Paper Number
SC14 

Session
Suspensions & Colloids

Title
Thermal processing of colloidal gels: Kinetics of quenching, coarsening and arrest

Presentation Date and Time
October 16, 2018 (Tuesday) 9:50

Track / Room
Track 1 / Galleria I

Authors (Click on name to view author profile)

  1. Helgeson, Matthew E. (University of California, Santa Barbara)
  2. Nguyen, Tuan (University of California, Santa Barbara)
  3. Padmanabhan, Poornima (Rochester Institute of Technology)
  4. Zia, Roseanna N. (Stanford University, Chemical Engineering)
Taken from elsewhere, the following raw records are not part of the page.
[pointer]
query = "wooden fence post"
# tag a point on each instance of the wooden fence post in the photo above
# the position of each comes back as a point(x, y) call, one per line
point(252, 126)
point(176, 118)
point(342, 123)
Author and Affiliation Lines (in printed abstract book)
Matthew E. Helgeson1, Tuan Nguyen1, Poornima Padmanabhan2, and Roseanna N. Zia3
1University of California, Santa Barbara, Santa Barbara, CA 93106; 2Rochester Institute of Technology, Rochester, NY; 3Chemical Engineering, Stanford University, Stanford, CA, CA 94305-4125

Speaker / Presenter 
Helgeson, Matthew E.

Text of Abstract
Colloidal suspensions exhibiting thermoresponsive interparticle attractions have opened up a vast new design space for the thermal processing of colloidal gels and glasses akin to centuries-old strategies in atomic and molecular materials, in which the controlled initiation and quenched arrest of phase instability can be used to tailor material properties. Here, we present initial steps toward exploring this space via a combination of experiments and large-scale dynamic simulations. Experiments comprise model colloidal suspensions containing thermoreversible bridging polymers which exhibit gelation concomitant with arrested phase separation by spinodal decomposition. The system is translated to detailed, parameter-matched dynamic simulations, where measurements of particle-level structure and dynamics provide complementary insights to experimental observations. Upon establishing the equilibrium fluid-fluid phase coexistence and non-equilibrium attractive glass transition for the system, we systematically study how the kinetics of spinodal coarsening and gelation depend on the details of the thermal quench taken – i.e., the depth and rate of temperature change into the arrested state within the region of phase coexistence. To demonstrate the utility of thermal processing, we show how these quench/anneal protocols can be used to modulate the linear and nonlinear rheological properties of arrested colloidal gels.